A noter que depuis 2010 (à la suite du séjour dans le pays de l'équipe de WikiLeaks), l'Islande a entrepris de modifier significativement sa législation, afin de devenir un « refuge mondial de données », c'est-à-dire un centre de défense de la liberté d'expression et du respect de la vie privée sur Internet...protection qui ne s'étend toutefois pas aux trafiquants de drogue.
Dans sa déclaration, l'agent Tarbell prend soin de préciser à plusieurs reprises que la police islandaise a agi de façon autonome, sans être supervisée par les Américains.
Enquête islandaise et doutes
Après cela le FBI a pu passer à la dernière phase.
Pour louer le serveur islandais, le propriétaire de Silk Road était passé par un intermédiaire, une société commerciale d'hébergement de sites.
Dans sa déclaration, l'agent Tarbell qualifie cette entreprise de « non américaine », sans préciser sa nationalité, et affirme qu'elle a accepté de lui livrer les coordonnées de son client.
Quelques jours avant d'arrêter Ross Ulbricht, le FBI demandait à la police islandaise de faire une nouvelle copie du contenu du serveur de Silk Road, pour que les preuves de sa culpabilité soient à jour.
L'opération s'est faite en présence de fonctionnaires américains, dépêchés sur place.
Le FBI n'a pas publié les documents annexes, qui auraient permis d'identifier tous les protagonistes de l'affaire, et accessoirement de vérifier l'exactitude de la déclaration de l'agent Tarbell.
Des experts en sécurité, qui avaient analysé le site Silk Road quand il était en activité, émettent des doutes sur la véracité de la déclaration du FBI.
Plus précisément, ils reviennent sur une phrase du texte, qu'ils jugent révélatrice, ou au moins ambiguë: « nous avons simplement (…) tapé divers entrées dans les fenêtres destinées à recevoir les logins, mots de passe et captcha (chiffre à recopier, destiné à prouver que l'utilisateur n'est pas un robot). »
Selon l'expert australien Nik Cubrilovic les « entrées » en question étaient peut-être en réalité des commandes de pénétration, c'est-à-dire des outils d'attaque utilisés d'ordinaire par les hackers et les pirates.
Si c'était le cas, le FBI serait peut-être sorti de la légalité, ce qui remettrait en cause la procédure contre Silk Road...
Par ailleurs, cela renforcerait les doutes sur la qualité de la protection offerte par Tor.
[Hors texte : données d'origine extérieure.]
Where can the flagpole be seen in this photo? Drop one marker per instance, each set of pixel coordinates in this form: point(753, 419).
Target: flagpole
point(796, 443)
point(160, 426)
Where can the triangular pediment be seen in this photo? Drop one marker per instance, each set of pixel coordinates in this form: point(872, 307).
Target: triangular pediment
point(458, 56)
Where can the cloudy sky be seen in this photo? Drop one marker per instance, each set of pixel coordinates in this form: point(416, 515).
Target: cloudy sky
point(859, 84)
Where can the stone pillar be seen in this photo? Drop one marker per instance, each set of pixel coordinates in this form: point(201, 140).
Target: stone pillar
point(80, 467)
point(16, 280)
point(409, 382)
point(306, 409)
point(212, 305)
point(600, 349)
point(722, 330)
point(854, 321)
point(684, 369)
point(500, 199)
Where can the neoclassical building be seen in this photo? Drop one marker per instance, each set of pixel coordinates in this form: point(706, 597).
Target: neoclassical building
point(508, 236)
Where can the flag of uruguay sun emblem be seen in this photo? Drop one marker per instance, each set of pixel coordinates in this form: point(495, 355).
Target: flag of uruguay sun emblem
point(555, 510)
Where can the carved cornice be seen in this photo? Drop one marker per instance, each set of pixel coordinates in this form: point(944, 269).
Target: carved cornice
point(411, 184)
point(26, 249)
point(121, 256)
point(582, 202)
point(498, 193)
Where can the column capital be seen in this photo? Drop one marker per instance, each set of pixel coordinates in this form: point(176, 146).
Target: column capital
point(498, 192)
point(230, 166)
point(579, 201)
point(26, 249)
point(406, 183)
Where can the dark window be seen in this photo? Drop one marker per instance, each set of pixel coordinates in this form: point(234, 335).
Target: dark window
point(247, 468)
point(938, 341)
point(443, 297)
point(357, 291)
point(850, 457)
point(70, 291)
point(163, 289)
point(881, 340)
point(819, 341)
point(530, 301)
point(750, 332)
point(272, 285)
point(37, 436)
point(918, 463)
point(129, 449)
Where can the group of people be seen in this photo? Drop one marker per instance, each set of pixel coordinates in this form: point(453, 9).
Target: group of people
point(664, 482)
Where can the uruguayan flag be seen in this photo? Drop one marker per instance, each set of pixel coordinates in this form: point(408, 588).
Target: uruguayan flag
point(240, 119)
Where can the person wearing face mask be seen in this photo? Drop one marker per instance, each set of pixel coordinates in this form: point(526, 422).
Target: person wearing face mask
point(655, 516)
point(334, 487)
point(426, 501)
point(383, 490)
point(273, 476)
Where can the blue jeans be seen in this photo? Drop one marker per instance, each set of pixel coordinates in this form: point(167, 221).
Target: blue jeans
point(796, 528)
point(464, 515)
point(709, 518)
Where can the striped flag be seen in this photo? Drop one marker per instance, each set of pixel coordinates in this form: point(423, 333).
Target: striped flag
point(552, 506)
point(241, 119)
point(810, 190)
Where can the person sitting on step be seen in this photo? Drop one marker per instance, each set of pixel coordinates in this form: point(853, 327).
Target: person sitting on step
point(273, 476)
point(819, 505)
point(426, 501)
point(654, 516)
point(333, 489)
Nik Cubrilovic affirme aussi avoir tenté, en vain, de reproduire la méthode décrite par le FBI, et en conclut que ce dernier n'a pas tout dit.
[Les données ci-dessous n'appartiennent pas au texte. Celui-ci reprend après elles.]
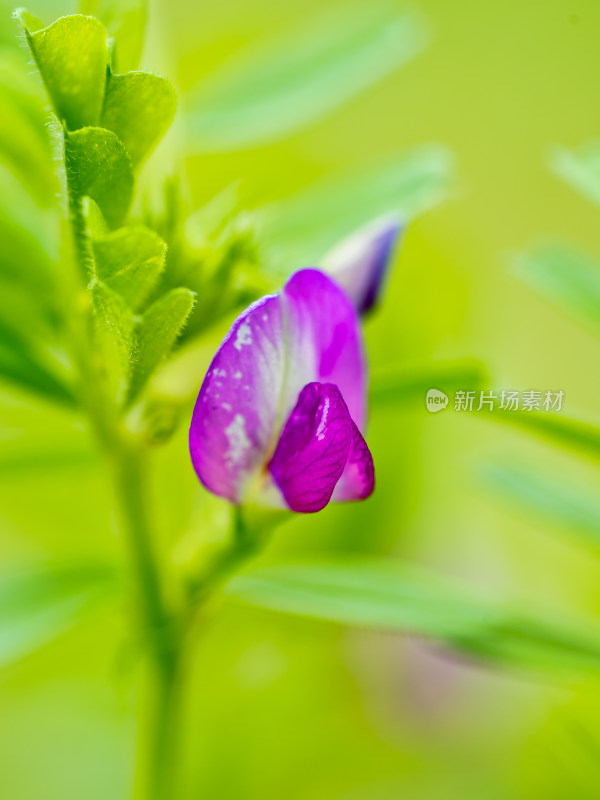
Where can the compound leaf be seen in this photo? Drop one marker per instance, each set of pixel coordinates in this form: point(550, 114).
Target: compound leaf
point(72, 57)
point(139, 107)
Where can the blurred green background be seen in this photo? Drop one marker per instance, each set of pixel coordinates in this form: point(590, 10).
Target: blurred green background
point(287, 707)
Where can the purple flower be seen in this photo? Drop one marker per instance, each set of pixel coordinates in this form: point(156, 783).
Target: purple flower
point(359, 263)
point(278, 418)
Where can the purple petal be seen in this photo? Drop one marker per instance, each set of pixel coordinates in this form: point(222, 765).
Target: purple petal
point(324, 341)
point(359, 263)
point(313, 448)
point(234, 416)
point(358, 479)
point(309, 332)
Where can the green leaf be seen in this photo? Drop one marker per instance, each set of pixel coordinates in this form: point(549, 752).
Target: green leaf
point(305, 73)
point(397, 384)
point(380, 595)
point(568, 278)
point(548, 498)
point(139, 107)
point(157, 333)
point(580, 168)
point(130, 261)
point(125, 21)
point(72, 57)
point(114, 337)
point(302, 229)
point(32, 369)
point(38, 605)
point(99, 166)
point(574, 434)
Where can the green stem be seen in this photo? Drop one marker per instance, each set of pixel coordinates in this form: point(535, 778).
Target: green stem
point(156, 765)
point(128, 458)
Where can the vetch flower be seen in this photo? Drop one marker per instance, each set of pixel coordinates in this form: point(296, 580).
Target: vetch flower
point(360, 262)
point(277, 421)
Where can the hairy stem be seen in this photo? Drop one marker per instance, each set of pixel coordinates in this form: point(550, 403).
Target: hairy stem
point(128, 460)
point(156, 764)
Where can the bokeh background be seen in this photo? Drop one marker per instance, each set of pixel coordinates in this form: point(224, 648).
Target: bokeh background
point(287, 707)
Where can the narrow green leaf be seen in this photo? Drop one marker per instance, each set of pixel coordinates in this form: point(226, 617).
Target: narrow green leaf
point(99, 166)
point(380, 595)
point(157, 333)
point(31, 368)
point(130, 261)
point(302, 229)
point(37, 606)
point(305, 73)
point(397, 385)
point(125, 21)
point(548, 498)
point(115, 338)
point(139, 107)
point(580, 168)
point(574, 434)
point(25, 143)
point(568, 278)
point(72, 57)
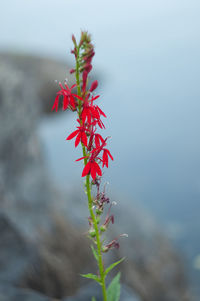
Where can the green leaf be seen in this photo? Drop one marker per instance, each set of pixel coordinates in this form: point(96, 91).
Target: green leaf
point(91, 276)
point(113, 292)
point(94, 253)
point(113, 265)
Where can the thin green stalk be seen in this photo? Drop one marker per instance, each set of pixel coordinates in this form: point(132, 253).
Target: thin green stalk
point(88, 190)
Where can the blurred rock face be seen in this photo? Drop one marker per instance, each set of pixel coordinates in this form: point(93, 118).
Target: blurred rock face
point(153, 269)
point(23, 181)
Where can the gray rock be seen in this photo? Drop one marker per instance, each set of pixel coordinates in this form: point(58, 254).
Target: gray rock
point(15, 252)
point(11, 293)
point(25, 190)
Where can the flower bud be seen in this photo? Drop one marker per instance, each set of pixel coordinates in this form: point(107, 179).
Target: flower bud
point(92, 232)
point(99, 211)
point(74, 40)
point(103, 228)
point(94, 85)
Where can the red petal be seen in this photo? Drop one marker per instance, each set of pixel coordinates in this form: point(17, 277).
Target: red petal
point(65, 102)
point(94, 98)
point(105, 159)
point(86, 169)
point(97, 141)
point(78, 97)
point(98, 169)
point(84, 138)
point(93, 171)
point(101, 112)
point(78, 138)
point(94, 85)
point(81, 158)
point(72, 102)
point(72, 135)
point(108, 152)
point(55, 105)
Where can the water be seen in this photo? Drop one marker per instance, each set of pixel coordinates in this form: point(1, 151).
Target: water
point(147, 54)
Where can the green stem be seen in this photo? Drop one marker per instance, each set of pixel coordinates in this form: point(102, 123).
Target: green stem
point(88, 189)
point(98, 240)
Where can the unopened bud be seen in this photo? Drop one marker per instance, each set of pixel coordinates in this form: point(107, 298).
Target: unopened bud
point(94, 85)
point(74, 40)
point(103, 228)
point(92, 233)
point(99, 211)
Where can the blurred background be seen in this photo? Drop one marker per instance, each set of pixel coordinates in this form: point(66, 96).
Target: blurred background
point(147, 63)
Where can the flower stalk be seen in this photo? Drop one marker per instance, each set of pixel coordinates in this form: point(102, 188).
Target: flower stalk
point(95, 155)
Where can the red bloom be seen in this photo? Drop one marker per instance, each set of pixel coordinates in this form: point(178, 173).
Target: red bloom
point(68, 98)
point(93, 168)
point(106, 153)
point(81, 135)
point(94, 85)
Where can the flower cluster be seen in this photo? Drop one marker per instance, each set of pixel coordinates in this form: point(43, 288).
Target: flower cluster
point(89, 113)
point(96, 155)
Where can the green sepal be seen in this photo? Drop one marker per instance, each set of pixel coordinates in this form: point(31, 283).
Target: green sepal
point(94, 253)
point(113, 265)
point(91, 276)
point(113, 292)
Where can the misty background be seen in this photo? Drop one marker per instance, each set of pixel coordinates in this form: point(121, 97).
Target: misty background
point(148, 62)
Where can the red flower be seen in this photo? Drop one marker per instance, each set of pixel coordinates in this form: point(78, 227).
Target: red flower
point(92, 168)
point(94, 85)
point(68, 98)
point(81, 135)
point(106, 153)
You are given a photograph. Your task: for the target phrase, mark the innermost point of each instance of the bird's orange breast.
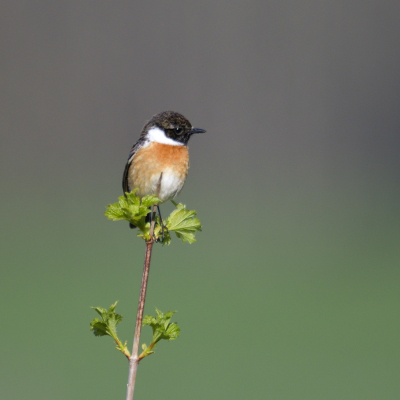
(152, 160)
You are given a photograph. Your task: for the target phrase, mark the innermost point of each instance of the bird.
(158, 162)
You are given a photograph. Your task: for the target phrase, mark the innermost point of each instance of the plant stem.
(134, 360)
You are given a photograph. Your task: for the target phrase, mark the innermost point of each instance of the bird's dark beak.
(197, 130)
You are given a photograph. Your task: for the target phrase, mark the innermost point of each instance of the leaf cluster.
(163, 329)
(107, 326)
(134, 210)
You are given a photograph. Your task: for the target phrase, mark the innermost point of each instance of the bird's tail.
(148, 218)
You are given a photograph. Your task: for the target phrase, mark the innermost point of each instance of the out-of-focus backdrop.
(292, 289)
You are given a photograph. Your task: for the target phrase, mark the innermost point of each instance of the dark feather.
(125, 186)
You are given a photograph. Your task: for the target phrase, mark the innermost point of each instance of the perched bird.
(158, 162)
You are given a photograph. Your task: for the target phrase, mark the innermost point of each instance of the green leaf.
(107, 326)
(162, 328)
(132, 209)
(184, 223)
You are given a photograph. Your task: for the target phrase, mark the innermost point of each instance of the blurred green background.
(292, 289)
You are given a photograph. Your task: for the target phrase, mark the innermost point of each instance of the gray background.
(292, 290)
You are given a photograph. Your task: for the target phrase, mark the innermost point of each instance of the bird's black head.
(174, 125)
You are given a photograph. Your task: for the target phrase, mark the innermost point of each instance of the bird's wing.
(139, 144)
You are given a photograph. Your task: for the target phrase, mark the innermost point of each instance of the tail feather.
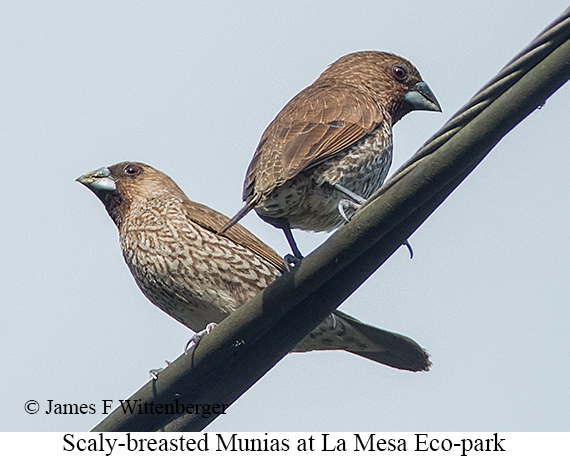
(343, 332)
En fermant Silk Road, dont une nouvelle version avait rouvert un mois après, le FBI avait saisi 30 000 bitcoins (près de 11 millions d'euros au cours actuel), qui furent vendus aux enchères en juin dernier.
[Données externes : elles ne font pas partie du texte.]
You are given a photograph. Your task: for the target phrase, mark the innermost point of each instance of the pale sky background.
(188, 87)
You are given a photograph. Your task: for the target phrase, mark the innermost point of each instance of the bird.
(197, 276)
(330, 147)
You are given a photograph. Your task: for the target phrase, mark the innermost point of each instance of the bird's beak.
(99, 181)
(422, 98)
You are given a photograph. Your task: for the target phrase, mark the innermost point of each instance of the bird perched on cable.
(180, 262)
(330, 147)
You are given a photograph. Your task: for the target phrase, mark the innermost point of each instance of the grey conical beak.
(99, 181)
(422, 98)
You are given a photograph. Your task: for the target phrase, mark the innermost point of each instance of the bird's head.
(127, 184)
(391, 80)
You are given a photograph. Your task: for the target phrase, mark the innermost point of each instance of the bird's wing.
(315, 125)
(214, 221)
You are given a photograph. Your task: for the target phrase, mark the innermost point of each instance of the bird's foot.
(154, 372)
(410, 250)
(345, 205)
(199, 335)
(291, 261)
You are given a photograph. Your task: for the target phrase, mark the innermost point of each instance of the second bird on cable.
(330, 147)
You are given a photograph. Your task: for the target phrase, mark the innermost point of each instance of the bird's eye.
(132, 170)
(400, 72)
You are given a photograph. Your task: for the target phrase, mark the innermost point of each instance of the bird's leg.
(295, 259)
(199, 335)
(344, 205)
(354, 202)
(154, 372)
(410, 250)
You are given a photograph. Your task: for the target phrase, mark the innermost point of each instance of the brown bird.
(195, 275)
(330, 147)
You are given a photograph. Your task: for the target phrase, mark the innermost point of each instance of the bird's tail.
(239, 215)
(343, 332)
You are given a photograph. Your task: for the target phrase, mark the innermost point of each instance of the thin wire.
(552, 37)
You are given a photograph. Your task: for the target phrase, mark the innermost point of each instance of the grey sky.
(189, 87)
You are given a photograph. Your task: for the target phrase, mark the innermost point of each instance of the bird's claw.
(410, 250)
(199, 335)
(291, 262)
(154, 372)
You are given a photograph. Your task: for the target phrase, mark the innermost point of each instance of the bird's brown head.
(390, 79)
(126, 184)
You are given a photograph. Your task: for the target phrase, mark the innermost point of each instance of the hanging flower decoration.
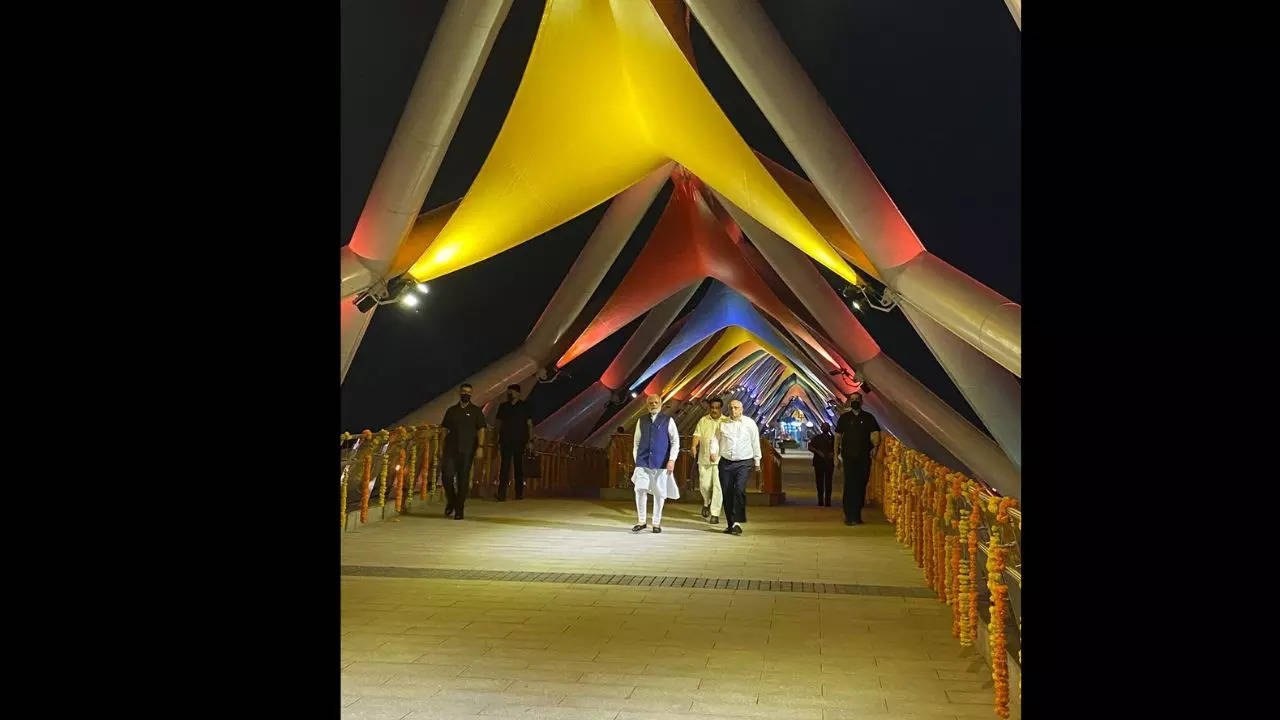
(365, 487)
(996, 627)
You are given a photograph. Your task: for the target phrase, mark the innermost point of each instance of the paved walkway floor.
(421, 647)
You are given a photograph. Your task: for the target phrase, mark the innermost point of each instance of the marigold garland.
(344, 473)
(961, 607)
(412, 469)
(996, 639)
(365, 488)
(400, 482)
(973, 559)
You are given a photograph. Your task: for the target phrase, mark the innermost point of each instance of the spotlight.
(365, 302)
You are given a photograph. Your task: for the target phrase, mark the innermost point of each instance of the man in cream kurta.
(708, 472)
(654, 449)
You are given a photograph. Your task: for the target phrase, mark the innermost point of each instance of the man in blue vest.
(657, 441)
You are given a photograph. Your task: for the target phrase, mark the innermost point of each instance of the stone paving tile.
(417, 647)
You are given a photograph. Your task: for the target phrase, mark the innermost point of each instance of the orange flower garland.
(400, 482)
(996, 627)
(973, 559)
(937, 514)
(940, 538)
(961, 613)
(365, 488)
(412, 468)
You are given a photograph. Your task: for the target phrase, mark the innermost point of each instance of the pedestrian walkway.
(836, 624)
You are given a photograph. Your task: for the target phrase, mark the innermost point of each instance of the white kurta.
(657, 481)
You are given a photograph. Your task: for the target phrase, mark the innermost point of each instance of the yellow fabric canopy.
(606, 99)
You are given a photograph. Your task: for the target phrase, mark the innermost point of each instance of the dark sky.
(929, 92)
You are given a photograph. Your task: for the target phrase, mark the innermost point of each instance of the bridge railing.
(402, 466)
(967, 540)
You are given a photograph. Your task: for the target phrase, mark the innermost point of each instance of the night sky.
(929, 92)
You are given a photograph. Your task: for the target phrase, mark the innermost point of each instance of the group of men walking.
(462, 424)
(727, 450)
(726, 447)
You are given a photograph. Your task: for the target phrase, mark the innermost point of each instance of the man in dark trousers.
(856, 437)
(515, 437)
(462, 424)
(823, 449)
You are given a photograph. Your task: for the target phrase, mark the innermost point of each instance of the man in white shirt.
(736, 446)
(654, 449)
(708, 472)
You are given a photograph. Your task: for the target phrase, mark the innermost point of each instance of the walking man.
(462, 424)
(708, 472)
(515, 438)
(823, 449)
(736, 446)
(657, 441)
(856, 437)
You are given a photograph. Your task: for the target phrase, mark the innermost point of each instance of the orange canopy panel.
(606, 99)
(810, 203)
(686, 244)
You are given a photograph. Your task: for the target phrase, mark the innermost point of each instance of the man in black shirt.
(823, 449)
(515, 437)
(462, 424)
(856, 437)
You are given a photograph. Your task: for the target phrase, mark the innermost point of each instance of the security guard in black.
(462, 423)
(858, 433)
Parallèlement, deux opérateurs de plateformes bitcoins, accusés d'avoir aidé Silk Road à faire ses transactions, ont annoncé début septembre qu'ils allaient plaider coupable.
De son côté, l'agent Tarbell vient de quitter le FBI. Il est à présent directeur général de la société américaine de conseil en entreprise FTI Consulting.
Quand il a signé sa déclaration, il se trouvait à La Haye, aux Pays-Bas.